By Sean Keenan
Water knows no prejudice, but a storm’s impact depends on who you are and where you live. Elevation matters—much of Buckhead sits higher than Bankhead—but so do decades of planning decisions, and a long history of racist civil engineering has left many of Atlanta’s lowest-income communities disproportionately vulnerable to flooding.
Now, city leaders are weighing a way to fund rain management: a proposed stormwater utility set to take shape later this year. Supporters say it would finally create a dedicated, reliable funding source to fix chronic flooding. Critics warn it would add yet another monthly bill for residents already stretched thin.
Here’s what a stormwater utility is, why Atlanta is considering one, and how its design could determine whether it becomes a solution or a burden.
What is a stormwater utility?
Stormwater runs off roads, driveways, and parking lots into drains, creeks, and rivers. Unlike drinking water or sewage, stormwater moves through a fragmented network of public pipes, private drainage systems, buried streams, open channels, detention ponds, and green space.
Today, Atlanta relies heavily on its general fund and Municipal Option Sales Tax to pay for stormwater projects, forcing flood control to compete with other city priorities. A stormwater utility, which would be run by the city’s Department of Watershed Management, would take pressure off those purses by directly billing residents and concentrating improvements under one municipal umbrella. Utilities also allow cities to borrow money against future revenue, accelerating projects that might otherwise take decades.

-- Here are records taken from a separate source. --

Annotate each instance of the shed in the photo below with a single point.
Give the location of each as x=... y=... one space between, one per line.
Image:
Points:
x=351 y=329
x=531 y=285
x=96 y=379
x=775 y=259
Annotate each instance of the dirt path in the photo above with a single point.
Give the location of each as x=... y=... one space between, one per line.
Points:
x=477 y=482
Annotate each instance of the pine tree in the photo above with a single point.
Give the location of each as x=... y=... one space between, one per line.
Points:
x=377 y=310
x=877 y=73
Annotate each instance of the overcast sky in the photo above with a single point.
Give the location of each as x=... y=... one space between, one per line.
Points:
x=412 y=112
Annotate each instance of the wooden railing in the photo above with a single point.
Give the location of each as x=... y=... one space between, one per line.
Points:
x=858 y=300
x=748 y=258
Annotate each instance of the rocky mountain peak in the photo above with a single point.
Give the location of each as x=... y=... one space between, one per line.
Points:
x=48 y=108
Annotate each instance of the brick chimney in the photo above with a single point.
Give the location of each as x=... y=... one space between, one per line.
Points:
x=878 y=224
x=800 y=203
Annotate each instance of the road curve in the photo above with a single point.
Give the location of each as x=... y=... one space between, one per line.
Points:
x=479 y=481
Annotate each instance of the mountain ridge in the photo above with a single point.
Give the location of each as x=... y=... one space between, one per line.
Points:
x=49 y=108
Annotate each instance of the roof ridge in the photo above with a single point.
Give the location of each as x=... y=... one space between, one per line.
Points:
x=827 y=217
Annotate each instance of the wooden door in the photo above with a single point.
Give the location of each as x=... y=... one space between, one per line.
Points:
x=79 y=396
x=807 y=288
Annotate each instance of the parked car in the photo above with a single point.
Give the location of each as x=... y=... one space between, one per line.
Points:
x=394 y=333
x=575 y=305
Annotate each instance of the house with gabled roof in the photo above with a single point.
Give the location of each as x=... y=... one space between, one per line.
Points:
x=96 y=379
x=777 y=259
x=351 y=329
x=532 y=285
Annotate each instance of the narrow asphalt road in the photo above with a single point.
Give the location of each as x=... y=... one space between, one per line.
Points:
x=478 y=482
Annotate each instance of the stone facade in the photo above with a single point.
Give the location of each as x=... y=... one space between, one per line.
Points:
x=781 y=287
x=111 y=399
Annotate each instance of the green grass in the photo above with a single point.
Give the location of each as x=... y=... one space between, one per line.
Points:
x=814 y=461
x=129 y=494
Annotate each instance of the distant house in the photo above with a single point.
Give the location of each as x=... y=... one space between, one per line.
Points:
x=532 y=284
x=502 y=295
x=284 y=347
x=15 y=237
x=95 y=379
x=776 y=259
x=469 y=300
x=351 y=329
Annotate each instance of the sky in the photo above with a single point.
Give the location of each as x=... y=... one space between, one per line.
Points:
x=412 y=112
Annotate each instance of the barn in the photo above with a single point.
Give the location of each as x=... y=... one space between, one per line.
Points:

The money would be used to maintain aging pipes, stabilize eroding creeks, and build flood-control projects, including green spaces like Rodney Cook Sr. Park and Historic Fourth Ward Park. “It’s not all sexy,” said Chris Manganiello, the water policy director for the Chattahoochee Riverkeeper. “This is basic infrastructure that needs to be maintained. There isn’t a ribbon-cutting for a stormwater pipe.”
Why now?
Climate change is reshaping precipitation patterns and overwhelming systems designed for a different era. “We’re still averaging about 50 inches of rainfall a year, but in a given month we see greater swings between excess rainfall and dry conditions,” said Katherine Atteberry, a stormwater planning manager at the Atlanta Regional Commission. “We’re seeing more short, high-intensity storms … and our systems are not really designed for that.” Decades-old underground channels—both manmade and natural—are choking on heavy downpours, flooding Atlanta neighborhoods.
Many Atlanta neighborhoods were developed before the early 2000s, before Georgia began requiring developers to analyze how construction would affect downstream flooding. Overlay those challenges with decades of growth—more pavement, fewer places for water to soak into the ground—and the strain becomes obvious.
Atlanta would be joining a growing trend: Across the Metropolitan North Georgia Water Planning District, roughly 40 percent of local governments already operate stormwater utilities, Atteberry said. Nationwide, there are more than 2,100 stormwater utility programs, according to a Western Kentucky University study.
How would fees be calculated?
Most stormwater utilities charge fees based on how much runoff a property generates. That means measuring hard surfaces like rooftops, driveways, and parking lots.
Some governments, like Gwinnett County, have used aerial photography to calculate those surfaces precisely. Others rely on an “equivalent residential unit,” essentially an average house that serves as a baseline for a monthly fee. Larger (or more paved) properties pay more; smaller ones pay less.
In Georgia cities with stormwater fees, residential charges can range from a few dollars a month to more than $20. Many utilities also offer credit systems for property owners who install features like rain gardens or detention systems.
Who benefits? And who gets squeezed?
Dedicated funding is critical for long-term fixes rather than emergency repairs, but economic justice advocates warn that new fees could deepen hardship if affordability protections aren’t adopted.
“Lower-income communities are already paying the price through flooding, mold, and infrastructure failure,” said Tim Franzen, who leads the American Friends Service Committee’s Atlanta Economic Justice Program. “Asking them to shoulder another bill without protections would be unjust.” Any new funding stream, he added, should aim to repair that harm, rather than compound it.
What’s next?
Although numerous Atlanta City Councilmembers, including Dustin Hillis and Thomas Worthy, have expressed interest in instituting a stormwater utility, there is no such ordinance before the council yet, and key questions remain unresolved: How much service would the utility provide? How would fees be calculated and appealed? How would affordability be addressed?
The debate ahead will hinge less on whether stormwater needs attention—that fact at least is clear—and more on whether Atlanta can design a system that treats rain not just as a threat to be managed but as a shared responsibility.